1944 Mark II Universal Carrier
Fielded primarily by the British Commonwealth armies, the universal carrier was also commonly known in its various models as the Bren Gun Carrier, and was developed by the British Army. This particular Universal Carrier was built in Windsor, Canada and is one of approximately 30,000 plus such vehicles produced by Ford of Canada from 1941-44. The Universal Carrier was produced in Australia, Canada, New Zealand, the United Kingdom and the United States.
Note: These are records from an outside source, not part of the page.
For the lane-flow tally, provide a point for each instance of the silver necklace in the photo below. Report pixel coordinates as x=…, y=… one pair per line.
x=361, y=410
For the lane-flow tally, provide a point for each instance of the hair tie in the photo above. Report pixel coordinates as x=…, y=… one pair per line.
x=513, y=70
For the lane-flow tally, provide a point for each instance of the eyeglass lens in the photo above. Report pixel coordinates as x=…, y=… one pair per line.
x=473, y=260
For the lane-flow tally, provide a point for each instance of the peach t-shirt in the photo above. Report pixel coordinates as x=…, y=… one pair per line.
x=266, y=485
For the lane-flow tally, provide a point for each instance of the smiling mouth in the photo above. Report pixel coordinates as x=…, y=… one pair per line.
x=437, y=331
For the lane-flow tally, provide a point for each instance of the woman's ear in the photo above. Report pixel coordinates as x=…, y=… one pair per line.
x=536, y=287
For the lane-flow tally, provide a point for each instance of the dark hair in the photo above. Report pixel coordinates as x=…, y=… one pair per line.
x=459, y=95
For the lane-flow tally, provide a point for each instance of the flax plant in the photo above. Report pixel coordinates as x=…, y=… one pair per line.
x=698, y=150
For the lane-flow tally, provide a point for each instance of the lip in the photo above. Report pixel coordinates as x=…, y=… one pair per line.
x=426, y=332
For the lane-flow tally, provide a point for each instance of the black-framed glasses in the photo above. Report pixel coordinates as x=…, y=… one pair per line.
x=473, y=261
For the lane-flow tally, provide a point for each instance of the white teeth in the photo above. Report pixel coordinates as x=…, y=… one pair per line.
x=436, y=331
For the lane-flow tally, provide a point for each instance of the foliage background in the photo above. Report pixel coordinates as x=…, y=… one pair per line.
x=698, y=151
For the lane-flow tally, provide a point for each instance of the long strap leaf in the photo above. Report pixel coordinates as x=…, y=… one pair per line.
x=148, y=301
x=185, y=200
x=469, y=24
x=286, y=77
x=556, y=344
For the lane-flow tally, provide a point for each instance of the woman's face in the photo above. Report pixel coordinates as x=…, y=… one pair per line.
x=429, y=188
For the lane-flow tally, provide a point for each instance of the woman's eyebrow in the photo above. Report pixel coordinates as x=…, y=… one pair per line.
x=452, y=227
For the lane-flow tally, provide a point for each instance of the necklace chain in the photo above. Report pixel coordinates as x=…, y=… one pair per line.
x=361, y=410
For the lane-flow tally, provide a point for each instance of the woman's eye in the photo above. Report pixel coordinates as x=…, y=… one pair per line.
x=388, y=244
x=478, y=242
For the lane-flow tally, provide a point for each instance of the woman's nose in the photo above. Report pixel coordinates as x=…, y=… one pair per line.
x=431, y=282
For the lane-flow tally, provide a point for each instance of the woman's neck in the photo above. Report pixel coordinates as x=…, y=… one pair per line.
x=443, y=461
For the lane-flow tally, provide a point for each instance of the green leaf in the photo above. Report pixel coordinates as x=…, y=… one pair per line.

With approximately 113,000 manufactured in total throughout the World during the War, the Universal Carrier was not only the Second World War's most widely produced armored vehicle but also the most widely produced armored vehicle in history.
The Universal Carrier normally had a crew of 2-3 and was primarily used as a light material transport, flamethrower or machine gun carrier
(note the Bren Gun projecting from the firing port on this example), mortar carrier, for towing light anti-tank guns, or for use as an artillery observation vehicle. The Universal Carrier however was also pressed into service for a number of other roles, and was one of the most versatile vehicles deployed during the War. The thin armor was the vehicle's primary drawback; as the armor could only stop rifle or light machine gun fire. The vehicle was also at risk from mortar or artillery fire, and, given its light under armor, was particularly vulnerable to mines. Nevertheless, the Universal Carrier would be regularly used by many of the world's armies even well into the 1960's.